Aerodynamic design of EAV propeller using a multi-level optimization method

Abstract

A multi-level design optimization framework is developed for the aerodynamic design of EAV rotor blades and can be applied to any types of rotor blades during steady-state condition. An objective function is to enhance the aerodynamic performance of rotor blades by reducing the required power to counteract resultant torque and to increase structural safety. The optimization framework applies three-dimensional planform design and two-dimensional sectional design in a sequential and iterative manner. In the first-level planform design, we use a genetic algorithm and flow analysis based on computationally inexpensive blade element momentum theory (BEMT). An optimal planform shape is obtained with the relatively small number of design variables but with large variations. After the initial planform design is conducted, local flow conditions of the blade sections are analyzed using high-fidelity Navier-Stokes CFD flow solvers.
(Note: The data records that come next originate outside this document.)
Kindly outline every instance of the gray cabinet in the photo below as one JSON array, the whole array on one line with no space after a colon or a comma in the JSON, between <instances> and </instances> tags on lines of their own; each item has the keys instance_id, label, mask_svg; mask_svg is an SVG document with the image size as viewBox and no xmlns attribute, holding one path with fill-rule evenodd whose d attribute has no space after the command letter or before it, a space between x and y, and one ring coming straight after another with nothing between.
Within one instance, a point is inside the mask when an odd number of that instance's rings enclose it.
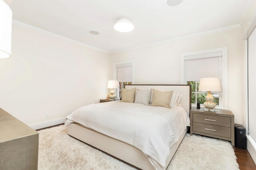
<instances>
[{"instance_id":1,"label":"gray cabinet","mask_svg":"<svg viewBox=\"0 0 256 170\"><path fill-rule=\"evenodd\" d=\"M192 108L190 112L190 134L193 133L231 141L235 146L234 116L229 111Z\"/></svg>"}]
</instances>

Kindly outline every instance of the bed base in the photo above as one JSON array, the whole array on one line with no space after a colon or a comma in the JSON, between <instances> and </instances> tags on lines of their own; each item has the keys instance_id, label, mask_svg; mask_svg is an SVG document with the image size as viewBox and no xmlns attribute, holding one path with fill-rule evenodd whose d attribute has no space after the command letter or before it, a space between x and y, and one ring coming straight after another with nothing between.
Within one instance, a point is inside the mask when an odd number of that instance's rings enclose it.
<instances>
[{"instance_id":1,"label":"bed base","mask_svg":"<svg viewBox=\"0 0 256 170\"><path fill-rule=\"evenodd\" d=\"M170 155L166 161L167 168L188 130L185 130L178 141L170 148ZM67 127L68 134L85 144L98 149L137 169L153 170L155 168L148 156L139 149L129 144L115 139L87 128L76 123Z\"/></svg>"}]
</instances>

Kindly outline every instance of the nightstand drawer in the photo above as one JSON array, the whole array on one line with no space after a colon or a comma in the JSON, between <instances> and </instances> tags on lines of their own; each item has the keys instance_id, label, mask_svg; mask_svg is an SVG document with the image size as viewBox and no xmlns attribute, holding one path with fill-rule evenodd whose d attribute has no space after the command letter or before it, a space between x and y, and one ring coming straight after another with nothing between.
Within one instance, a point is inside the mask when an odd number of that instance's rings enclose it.
<instances>
[{"instance_id":1,"label":"nightstand drawer","mask_svg":"<svg viewBox=\"0 0 256 170\"><path fill-rule=\"evenodd\" d=\"M193 131L226 138L231 137L230 128L210 125L193 123Z\"/></svg>"},{"instance_id":2,"label":"nightstand drawer","mask_svg":"<svg viewBox=\"0 0 256 170\"><path fill-rule=\"evenodd\" d=\"M230 117L193 113L193 122L213 125L230 127Z\"/></svg>"}]
</instances>

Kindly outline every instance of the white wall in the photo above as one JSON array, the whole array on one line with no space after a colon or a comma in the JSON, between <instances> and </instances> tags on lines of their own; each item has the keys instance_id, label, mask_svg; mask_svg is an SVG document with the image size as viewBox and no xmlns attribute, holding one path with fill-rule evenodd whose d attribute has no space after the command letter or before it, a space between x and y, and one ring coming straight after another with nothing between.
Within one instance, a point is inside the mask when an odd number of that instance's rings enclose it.
<instances>
[{"instance_id":1,"label":"white wall","mask_svg":"<svg viewBox=\"0 0 256 170\"><path fill-rule=\"evenodd\" d=\"M134 60L135 83L180 84L180 53L220 47L228 47L228 108L235 115L235 122L244 125L245 74L244 43L241 28L237 28L110 54L110 76L113 63Z\"/></svg>"},{"instance_id":2,"label":"white wall","mask_svg":"<svg viewBox=\"0 0 256 170\"><path fill-rule=\"evenodd\" d=\"M106 98L109 54L15 23L12 40L0 60L0 107L21 121L63 118Z\"/></svg>"}]
</instances>

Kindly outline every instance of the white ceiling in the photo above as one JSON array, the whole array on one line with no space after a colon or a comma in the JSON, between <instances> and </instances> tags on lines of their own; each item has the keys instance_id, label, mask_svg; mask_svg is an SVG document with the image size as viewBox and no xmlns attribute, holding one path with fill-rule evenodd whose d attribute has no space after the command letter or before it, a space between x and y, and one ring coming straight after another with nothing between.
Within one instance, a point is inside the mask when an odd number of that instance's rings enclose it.
<instances>
[{"instance_id":1,"label":"white ceiling","mask_svg":"<svg viewBox=\"0 0 256 170\"><path fill-rule=\"evenodd\" d=\"M241 24L253 0L13 0L14 19L110 52ZM134 30L113 28L122 18ZM100 32L98 35L89 33Z\"/></svg>"}]
</instances>

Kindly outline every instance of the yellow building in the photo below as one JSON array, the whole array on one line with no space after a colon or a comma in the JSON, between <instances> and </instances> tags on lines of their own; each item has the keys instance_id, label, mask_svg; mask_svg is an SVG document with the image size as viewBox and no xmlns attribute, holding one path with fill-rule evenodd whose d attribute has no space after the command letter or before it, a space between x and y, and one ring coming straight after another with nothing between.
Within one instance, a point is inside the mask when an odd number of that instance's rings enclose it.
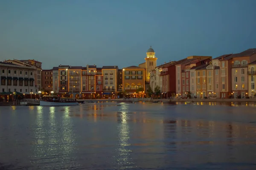
<instances>
[{"instance_id":1,"label":"yellow building","mask_svg":"<svg viewBox=\"0 0 256 170\"><path fill-rule=\"evenodd\" d=\"M151 46L148 48L147 52L147 57L145 58L145 76L146 82L148 83L150 82L150 71L157 66L157 58L156 57L155 54L154 50ZM141 67L140 65L139 65Z\"/></svg>"},{"instance_id":2,"label":"yellow building","mask_svg":"<svg viewBox=\"0 0 256 170\"><path fill-rule=\"evenodd\" d=\"M256 61L248 65L248 96L255 97L255 75L256 75ZM246 95L247 96L247 95Z\"/></svg>"},{"instance_id":3,"label":"yellow building","mask_svg":"<svg viewBox=\"0 0 256 170\"><path fill-rule=\"evenodd\" d=\"M140 88L143 88L141 91L145 91L145 71L144 68L136 66L123 68L123 91L126 95L137 96L137 91Z\"/></svg>"}]
</instances>

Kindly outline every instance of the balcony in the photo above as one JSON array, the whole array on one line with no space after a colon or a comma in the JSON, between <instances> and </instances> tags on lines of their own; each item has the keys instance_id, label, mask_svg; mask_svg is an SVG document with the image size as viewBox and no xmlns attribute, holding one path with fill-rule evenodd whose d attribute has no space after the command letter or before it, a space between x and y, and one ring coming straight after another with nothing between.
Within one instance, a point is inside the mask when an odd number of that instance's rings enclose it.
<instances>
[{"instance_id":1,"label":"balcony","mask_svg":"<svg viewBox=\"0 0 256 170\"><path fill-rule=\"evenodd\" d=\"M247 74L248 74L248 75L256 75L256 71L247 71Z\"/></svg>"},{"instance_id":2,"label":"balcony","mask_svg":"<svg viewBox=\"0 0 256 170\"><path fill-rule=\"evenodd\" d=\"M236 65L231 65L231 68L237 68L239 67L247 67L247 64L236 64Z\"/></svg>"}]
</instances>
Next, the sectional airfoil design is performed at several spanwise locations using a gradient-based optimization algorithm and Navier-Stokes flow analysis. When the optimal airfoil shape is determined throughout the span, the planform is redesigned given the new set of airfoil shapes. Through this iterative design process, not only an optimal flow condition but also an optimal shape of the EAV propeller blade is obtained. The optimized propeller-blade design was tested in a wind tunnel facility at various flow conditions to validate the design results. The efficiency was slightly less than the expected improvement of 9% predicted by our proposed design framework but still sufficiently enhanced the aerodynamic performance of the EAV rotor system.